Eight years after the Shanghai World Expo drew millions of visitors to the city, a show there on a much smaller scale but that lacks none of the dazzle is drawing art aficionados from far and wide.
The West Bund area, which is home to some of the city's most famous art establishments such as the Yuz Museum and the Long Museum, is now a thriving art community that hosts about a dozen exhibitions at any time.
The area, about 10 kilometers south of downtown Shanghai, on the western bank of the Huangpu River, across from where the 2010 World Expo was held, covers 9.4 square kilometers. It used to be an industrial zone that included shipyards, factories and a hangar. After the expo, district authorities decided to develop the western bund region into an arts and cultural center.
"I have seen the area really grow," says Grace Zhang, deputy director of Yuz Museum. "When we opened in 2014 it was just us and the Long Museum."
The area received a fillip in 2015 when the Pulitzer Prize-winning photographer Liu Heung Shing opened the Shanghai Center of Photography there.

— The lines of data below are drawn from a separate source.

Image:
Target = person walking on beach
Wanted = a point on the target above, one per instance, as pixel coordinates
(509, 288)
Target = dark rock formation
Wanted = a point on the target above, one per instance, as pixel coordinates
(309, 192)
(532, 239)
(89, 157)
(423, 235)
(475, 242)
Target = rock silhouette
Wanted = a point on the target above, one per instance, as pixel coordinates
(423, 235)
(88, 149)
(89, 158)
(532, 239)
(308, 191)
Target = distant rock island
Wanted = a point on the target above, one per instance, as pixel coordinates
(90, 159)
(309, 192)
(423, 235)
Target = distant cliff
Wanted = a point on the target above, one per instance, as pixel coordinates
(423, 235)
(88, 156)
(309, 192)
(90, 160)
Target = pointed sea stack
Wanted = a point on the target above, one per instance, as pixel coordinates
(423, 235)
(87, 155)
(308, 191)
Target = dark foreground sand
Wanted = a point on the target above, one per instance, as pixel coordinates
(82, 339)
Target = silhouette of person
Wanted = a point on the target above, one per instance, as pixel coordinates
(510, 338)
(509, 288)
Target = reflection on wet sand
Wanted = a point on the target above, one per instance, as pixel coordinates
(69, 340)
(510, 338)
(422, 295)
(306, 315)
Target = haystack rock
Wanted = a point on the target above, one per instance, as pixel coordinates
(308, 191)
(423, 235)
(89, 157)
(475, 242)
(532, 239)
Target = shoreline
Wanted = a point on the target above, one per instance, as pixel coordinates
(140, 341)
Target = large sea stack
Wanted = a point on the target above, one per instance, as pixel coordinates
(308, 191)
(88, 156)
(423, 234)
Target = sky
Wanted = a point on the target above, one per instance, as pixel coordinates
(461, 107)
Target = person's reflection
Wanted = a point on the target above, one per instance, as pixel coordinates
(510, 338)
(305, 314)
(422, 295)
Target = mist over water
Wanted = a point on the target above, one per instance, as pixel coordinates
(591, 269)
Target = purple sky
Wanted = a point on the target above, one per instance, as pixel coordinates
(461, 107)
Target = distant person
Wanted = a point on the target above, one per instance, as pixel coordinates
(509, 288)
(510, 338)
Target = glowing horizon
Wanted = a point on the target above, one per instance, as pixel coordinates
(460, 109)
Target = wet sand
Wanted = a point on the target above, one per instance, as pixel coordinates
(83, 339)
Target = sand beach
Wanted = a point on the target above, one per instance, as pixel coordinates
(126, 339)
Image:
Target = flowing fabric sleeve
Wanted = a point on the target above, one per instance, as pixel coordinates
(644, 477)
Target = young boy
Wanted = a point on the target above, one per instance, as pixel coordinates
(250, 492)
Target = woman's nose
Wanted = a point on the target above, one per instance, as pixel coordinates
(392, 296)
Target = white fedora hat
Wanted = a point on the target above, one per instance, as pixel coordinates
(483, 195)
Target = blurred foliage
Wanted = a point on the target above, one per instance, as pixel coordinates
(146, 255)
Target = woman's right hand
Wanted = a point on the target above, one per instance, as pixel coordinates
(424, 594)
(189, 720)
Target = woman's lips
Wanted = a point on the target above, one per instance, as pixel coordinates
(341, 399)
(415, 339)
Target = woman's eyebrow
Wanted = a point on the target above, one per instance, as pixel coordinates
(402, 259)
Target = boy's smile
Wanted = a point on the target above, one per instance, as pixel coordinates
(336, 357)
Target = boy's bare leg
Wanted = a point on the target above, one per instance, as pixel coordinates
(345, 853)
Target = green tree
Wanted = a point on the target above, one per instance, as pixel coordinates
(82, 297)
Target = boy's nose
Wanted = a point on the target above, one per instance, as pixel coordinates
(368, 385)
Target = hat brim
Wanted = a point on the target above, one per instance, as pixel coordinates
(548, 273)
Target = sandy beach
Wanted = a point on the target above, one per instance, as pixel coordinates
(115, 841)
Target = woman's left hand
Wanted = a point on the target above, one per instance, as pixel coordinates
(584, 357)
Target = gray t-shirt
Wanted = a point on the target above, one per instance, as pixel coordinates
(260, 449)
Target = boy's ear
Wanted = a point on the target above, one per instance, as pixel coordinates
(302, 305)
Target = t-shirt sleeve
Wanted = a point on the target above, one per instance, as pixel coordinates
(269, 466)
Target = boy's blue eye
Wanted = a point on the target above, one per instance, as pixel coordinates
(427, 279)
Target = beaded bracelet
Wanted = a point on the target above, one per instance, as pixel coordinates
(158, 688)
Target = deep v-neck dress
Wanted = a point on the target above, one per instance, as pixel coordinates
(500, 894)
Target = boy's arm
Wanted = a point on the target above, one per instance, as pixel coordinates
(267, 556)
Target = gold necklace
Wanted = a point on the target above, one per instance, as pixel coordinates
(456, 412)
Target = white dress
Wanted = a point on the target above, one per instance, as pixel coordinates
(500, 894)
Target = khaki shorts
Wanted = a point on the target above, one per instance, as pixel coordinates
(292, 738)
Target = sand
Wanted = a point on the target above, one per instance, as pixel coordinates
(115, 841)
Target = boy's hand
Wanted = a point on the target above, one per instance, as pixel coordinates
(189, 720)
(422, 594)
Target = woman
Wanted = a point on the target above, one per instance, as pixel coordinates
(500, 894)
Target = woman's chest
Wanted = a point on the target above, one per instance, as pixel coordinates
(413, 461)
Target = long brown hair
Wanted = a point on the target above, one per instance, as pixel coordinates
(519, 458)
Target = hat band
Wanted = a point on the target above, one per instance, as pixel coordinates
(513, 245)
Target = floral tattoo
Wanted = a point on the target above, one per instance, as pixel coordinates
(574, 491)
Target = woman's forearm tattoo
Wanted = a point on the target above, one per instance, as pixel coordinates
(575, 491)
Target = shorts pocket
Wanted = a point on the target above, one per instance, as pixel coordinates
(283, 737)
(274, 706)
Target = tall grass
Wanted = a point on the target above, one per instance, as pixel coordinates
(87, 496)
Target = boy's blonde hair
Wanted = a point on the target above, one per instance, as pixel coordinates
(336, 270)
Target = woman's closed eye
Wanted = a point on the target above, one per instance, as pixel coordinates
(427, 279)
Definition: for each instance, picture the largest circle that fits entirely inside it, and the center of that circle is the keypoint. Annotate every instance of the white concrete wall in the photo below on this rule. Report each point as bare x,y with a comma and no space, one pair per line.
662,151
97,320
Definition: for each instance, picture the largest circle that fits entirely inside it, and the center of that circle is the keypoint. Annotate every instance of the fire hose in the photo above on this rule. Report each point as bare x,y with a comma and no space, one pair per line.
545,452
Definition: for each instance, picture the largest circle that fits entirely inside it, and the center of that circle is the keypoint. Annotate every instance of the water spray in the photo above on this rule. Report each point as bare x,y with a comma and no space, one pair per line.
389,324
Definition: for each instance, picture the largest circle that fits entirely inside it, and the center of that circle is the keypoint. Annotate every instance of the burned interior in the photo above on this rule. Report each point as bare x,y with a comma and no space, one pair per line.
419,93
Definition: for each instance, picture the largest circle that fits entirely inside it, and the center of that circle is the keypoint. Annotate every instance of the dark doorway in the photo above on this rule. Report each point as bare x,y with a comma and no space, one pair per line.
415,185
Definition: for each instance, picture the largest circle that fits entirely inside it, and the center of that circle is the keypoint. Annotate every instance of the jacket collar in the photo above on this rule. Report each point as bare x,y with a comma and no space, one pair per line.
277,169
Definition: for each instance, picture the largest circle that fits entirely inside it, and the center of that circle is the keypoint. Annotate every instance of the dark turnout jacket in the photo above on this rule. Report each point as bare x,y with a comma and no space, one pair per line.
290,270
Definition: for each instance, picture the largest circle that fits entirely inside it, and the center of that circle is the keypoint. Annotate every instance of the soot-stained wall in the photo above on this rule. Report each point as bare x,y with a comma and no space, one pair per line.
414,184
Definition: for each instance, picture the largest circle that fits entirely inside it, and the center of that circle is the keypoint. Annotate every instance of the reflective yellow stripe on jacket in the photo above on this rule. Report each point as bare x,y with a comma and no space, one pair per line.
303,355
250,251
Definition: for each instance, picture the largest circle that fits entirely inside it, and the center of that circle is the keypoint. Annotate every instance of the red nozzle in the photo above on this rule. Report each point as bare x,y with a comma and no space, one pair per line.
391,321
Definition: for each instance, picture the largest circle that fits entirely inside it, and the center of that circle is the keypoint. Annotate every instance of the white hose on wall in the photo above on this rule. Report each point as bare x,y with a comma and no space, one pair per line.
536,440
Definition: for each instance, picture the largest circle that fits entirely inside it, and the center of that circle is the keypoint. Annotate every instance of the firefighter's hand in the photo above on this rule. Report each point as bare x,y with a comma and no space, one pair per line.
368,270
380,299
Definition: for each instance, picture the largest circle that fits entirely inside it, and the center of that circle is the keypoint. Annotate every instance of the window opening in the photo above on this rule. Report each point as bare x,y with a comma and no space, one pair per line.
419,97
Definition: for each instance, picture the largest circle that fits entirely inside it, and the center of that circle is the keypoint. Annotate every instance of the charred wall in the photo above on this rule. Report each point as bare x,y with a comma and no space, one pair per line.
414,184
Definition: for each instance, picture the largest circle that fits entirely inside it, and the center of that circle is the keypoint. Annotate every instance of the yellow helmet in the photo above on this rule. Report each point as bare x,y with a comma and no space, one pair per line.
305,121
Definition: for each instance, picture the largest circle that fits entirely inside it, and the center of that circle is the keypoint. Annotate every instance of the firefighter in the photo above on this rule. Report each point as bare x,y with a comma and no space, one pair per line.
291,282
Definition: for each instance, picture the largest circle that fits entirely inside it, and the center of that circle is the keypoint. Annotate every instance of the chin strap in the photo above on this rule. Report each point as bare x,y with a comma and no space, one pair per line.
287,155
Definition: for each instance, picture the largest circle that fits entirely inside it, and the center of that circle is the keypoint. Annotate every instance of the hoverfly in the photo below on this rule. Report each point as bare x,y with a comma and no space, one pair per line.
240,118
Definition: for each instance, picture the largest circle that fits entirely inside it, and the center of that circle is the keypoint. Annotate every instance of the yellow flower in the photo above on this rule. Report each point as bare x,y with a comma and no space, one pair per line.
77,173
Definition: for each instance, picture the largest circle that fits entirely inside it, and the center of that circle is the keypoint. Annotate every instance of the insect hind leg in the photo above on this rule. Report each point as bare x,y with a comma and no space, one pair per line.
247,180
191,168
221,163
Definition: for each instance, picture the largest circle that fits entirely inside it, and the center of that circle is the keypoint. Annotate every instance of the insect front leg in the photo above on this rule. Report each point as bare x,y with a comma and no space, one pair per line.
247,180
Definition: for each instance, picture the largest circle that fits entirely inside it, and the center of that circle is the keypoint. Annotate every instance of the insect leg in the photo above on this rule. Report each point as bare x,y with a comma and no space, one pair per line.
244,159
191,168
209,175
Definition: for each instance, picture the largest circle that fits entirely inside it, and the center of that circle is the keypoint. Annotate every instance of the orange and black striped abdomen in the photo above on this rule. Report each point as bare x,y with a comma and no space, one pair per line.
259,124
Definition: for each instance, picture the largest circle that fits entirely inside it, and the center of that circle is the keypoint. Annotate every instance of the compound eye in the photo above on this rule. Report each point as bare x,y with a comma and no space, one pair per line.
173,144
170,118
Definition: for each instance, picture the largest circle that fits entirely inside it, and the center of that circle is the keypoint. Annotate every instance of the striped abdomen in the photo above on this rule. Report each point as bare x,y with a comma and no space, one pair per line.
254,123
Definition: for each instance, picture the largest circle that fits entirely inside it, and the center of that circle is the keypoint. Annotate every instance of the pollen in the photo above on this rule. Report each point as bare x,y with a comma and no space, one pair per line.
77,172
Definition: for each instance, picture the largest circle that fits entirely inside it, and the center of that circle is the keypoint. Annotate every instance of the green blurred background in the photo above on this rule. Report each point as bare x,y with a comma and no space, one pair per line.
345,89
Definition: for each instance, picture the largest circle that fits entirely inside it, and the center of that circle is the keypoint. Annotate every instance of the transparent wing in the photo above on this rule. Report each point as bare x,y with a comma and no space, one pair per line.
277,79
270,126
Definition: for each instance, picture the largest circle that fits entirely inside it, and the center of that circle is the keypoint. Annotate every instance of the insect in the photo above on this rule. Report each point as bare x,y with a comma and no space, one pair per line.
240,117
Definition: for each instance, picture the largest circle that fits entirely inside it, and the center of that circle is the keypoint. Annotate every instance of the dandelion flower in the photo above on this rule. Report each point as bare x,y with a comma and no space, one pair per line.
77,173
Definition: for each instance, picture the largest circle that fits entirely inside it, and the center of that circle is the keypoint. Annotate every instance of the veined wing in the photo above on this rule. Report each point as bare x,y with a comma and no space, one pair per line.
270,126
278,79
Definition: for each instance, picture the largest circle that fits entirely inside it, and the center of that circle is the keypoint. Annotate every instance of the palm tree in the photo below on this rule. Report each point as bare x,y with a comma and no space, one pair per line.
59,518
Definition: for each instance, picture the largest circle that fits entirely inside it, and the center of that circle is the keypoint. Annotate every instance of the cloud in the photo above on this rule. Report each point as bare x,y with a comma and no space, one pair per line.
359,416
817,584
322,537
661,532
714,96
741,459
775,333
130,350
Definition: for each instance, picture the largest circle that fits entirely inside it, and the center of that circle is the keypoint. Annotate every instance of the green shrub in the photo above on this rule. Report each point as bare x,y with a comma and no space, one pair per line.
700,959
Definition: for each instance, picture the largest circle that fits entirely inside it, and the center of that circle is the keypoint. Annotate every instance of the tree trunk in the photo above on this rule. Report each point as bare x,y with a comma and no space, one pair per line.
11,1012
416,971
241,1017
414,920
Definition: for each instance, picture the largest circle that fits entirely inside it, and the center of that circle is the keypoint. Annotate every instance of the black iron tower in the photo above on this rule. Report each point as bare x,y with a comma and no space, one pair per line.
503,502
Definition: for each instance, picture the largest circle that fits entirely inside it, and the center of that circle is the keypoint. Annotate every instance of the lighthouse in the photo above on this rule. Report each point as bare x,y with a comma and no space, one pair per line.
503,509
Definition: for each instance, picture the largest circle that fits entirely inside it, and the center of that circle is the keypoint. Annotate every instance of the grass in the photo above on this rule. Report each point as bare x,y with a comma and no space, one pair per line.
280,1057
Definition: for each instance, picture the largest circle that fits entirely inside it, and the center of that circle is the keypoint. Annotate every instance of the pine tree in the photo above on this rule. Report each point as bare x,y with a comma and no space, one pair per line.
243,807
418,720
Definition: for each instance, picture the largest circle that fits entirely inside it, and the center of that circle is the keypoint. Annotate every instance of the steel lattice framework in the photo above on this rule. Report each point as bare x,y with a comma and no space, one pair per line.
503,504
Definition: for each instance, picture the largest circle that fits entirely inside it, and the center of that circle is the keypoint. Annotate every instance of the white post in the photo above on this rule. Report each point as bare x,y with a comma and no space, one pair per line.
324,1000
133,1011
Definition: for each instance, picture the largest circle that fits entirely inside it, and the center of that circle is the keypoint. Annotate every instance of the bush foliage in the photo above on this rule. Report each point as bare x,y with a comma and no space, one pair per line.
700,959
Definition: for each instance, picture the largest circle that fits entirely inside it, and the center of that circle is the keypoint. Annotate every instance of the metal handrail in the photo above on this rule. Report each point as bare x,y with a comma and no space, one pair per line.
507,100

In 2015, too, the ShanghART Gallery, a leading light in the city's contemporary art scene, and MadeIn Company, headed by the contemporary artist Xu Zhen, set up shop in the West Bund, and other galleries and studios have followed suit.
One of the events that best highlights the area's artistic nature is the West Bund Art and Design fair that has taken place every first week of November since 2014. This year the fair will take place from Nov 8 to 11.
Last year 70 galleries, studios and institutions from 17 countries took part. During the event, artworks and installations were exhibited beyond the confines of the museums and in public spaces all over the West Bund area. A new talent section to the fair was introduced last year, featuring emerging artists through a series of solo exhibitions or group shows.
The West Bund has been an important catalyst in the growth of Shanghai's art market, Zhang says. One reason is the strong government support in the form of financial subsidies for major exhibitions and events as well as policies that nurture and promote the arts.
Culture is one of the four areas, with services, manufacturing and shopping, that the city will promote to make it more competitive and influential, a government paper issued in April said.
More impetus was needed for the city's cultural growth, the Shanghai Party Secretary, Li Qiang, said, and by attracting prestigious artists and industry leaders, the city could show off its cultural credentials.
The West Bund area is likely to grow in stature, and Zhang said more new office buildings, cultural and creative industry centers and commercial facilities will sprout up soon. One of the most notable developments will be the franchise gallery of the Pompidou Centre in Paris.
The new museum, designed by the British architect David Chipperfield, is now being built. The Pompidou Centre says it has signed a renewable five-year deal with the State-owned West Bund Group to stage exhibitions in the new museum from next year.